From “Aha!” to Always: Turning Training into Lasting Change
Aug 14, 2025
We’ve all been there.
You attend (or sponsor) a powerful workshop. The room buzzes with ideas. People nod, take notes, and declare they’re going to “do things differently” starting Monday.
But by Friday, the emails have piled up, the urgent has replaced the important, and the changes fade into the background.
The problem isn’t that the training wasn’t good, it’s that new behaviors don’t automatically stick.
The brain has to unlearn comfortable patterns before it can consistently apply new ones. And that unlearning can feel risky, especially if the workplace culture doesn’t encourage experimentation.

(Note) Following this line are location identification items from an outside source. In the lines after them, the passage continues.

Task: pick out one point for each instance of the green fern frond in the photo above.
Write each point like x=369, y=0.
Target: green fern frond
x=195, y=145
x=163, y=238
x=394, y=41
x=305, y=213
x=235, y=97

The Missing Ingredients: Psychological Safety & Unlearning
- Psychological safety means people believe they can try something new, speak up, or make a mistake without being punished or humiliated. Without it, the cost of experimenting feels too high.
- Unlearning is the active process of letting go of old mindsets, habits, and assumptions that no longer serve the team’s goals. It’s not just about adding knowledge, it’s about creating space for it to take root.
When these two ingredients are missing, the “aha!” moment stays trapped in the training room.
Why It Matters for Leaders
If you’re investing in learning and development, you want that investment to translate into better decision-making, improved collaboration, and measurable results. But that only happens if your team feels safe to practice the new skills and intentionally replace old habits.
As a leader, you set the tone for whether that happens.
Four Ways to Make Learning Stick
- Go first. If you want your team to take risks, show them it’s safe by sharing your own attempts to apply new learning, especially the messy parts.
- Bake in reflection. Create a standing agenda item for team meetings where people share one thing they’ve tried from recent training, what happened, and what they learned.
- Pair for progress. Assign accountability partners who check in weekly to encourage follow-through and troubleshoot challenges together.
- Refresh often. Training isn’t a one-and-done. Bring back key ideas in short bursts, through stories, quick exercises, or simple reminders.
From Workshop High to Workplace Habit
The real measure of great training isn’t the applause at the end, it’s whether the new thinking becomes a natural part of how your team operates months later.
When you combine psychological safety with a deliberate process of unlearning, you create the conditions for lasting change. That “aha!” moment becomes an always moment.
So next time you send your team to training, ask yourself:
“How will I help them keep practicing when they get back?”
The answer to that question might be the most important leadership move you make this year.